Member of the Tasmanian House of Assembly for Franklin
- In office 6 February 2020 – 19 July 2025
- Preceded by: Will Hodgman
- Succeeded by: Peter George
- In office 3 March 2016 – 3 March 2018
- Preceded by: Paul Harriss

Personal details
- Born: Nicholas Adam Street 1979 (age 46–47) Tasmania, Australia
- Party: Liberal Party
- Alma mater: University of Tasmania
- Occupation: Supermarket operator

= Nic Street =

For the Canadian road, see Nicholas Street
Australian politician

Nicholas Adam Street (born 1979) is an Australian politician. He was elected to the Tasmanian House of Assembly in a countback conducted on 1 March 2016, to fill a vacancy caused by the resignation of Paul Harriss, and served until his defeat at the 2018 state election. He was then re-elected on 6 February 2020, filling a vacancy caused by the resignation of Will Hodgman.

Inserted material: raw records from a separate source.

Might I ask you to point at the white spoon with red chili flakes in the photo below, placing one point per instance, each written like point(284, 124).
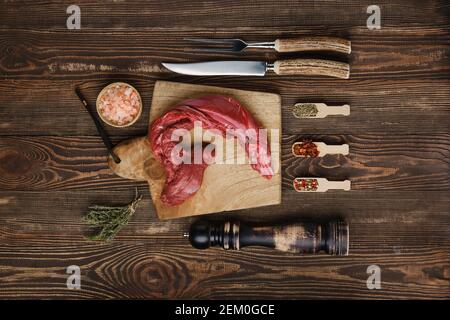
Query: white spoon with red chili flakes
point(319, 185)
point(308, 148)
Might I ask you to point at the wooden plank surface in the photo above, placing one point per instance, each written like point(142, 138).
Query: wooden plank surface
point(53, 165)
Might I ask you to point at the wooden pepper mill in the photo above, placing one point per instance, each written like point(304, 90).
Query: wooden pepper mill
point(331, 237)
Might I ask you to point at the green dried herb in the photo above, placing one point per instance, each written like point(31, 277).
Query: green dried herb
point(304, 110)
point(110, 219)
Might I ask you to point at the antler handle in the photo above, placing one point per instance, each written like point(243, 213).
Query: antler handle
point(313, 44)
point(312, 67)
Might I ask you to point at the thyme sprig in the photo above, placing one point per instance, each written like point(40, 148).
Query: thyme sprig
point(110, 218)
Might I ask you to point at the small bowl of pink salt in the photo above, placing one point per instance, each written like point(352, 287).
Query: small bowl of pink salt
point(119, 104)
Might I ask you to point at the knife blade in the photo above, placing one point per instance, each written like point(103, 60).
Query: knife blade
point(305, 67)
point(222, 68)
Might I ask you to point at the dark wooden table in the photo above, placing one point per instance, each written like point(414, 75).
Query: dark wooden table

Street graduated from the University of Tasmania in 2001 with a Bachelor of Commerce degree, and then operated his family's business, an IGA supermarket in Blackmans Bay. In November 2011, he was elected to Kingborough Council.

In February 2015 and again in February 2016, Street apologised for a post on Twitter made in November 2014 in which he called a fellow passenger on a flight from Hobart to Melbourne a "bitch" for reclining her seat, and included a hashtag "#shouldhavegotasmacktothehead". Street had deleted the tweet after a complaint from a Kingborough ratepayer, and undertook to work hard for the people of Franklin to demonstrate he was "better than one regrettable tweet".

Street contested the Legislative Council seat of Nelson for the Liberals at the 2019 periodic election. He received the highest number of first-preference votes (23.7 per cent), but was defeated on preferences by third-placed independent candidate Meg Webb. On 6 February 2020, Street was re-elected to Franklin in a countback to fill the vacancy caused by the resignation of Will Hodgman.

Street was appointed Minister for Sport and Recreation, Minister for Heritage, Minister for Science and Technology and Minister for Community Services and Development in February 2022.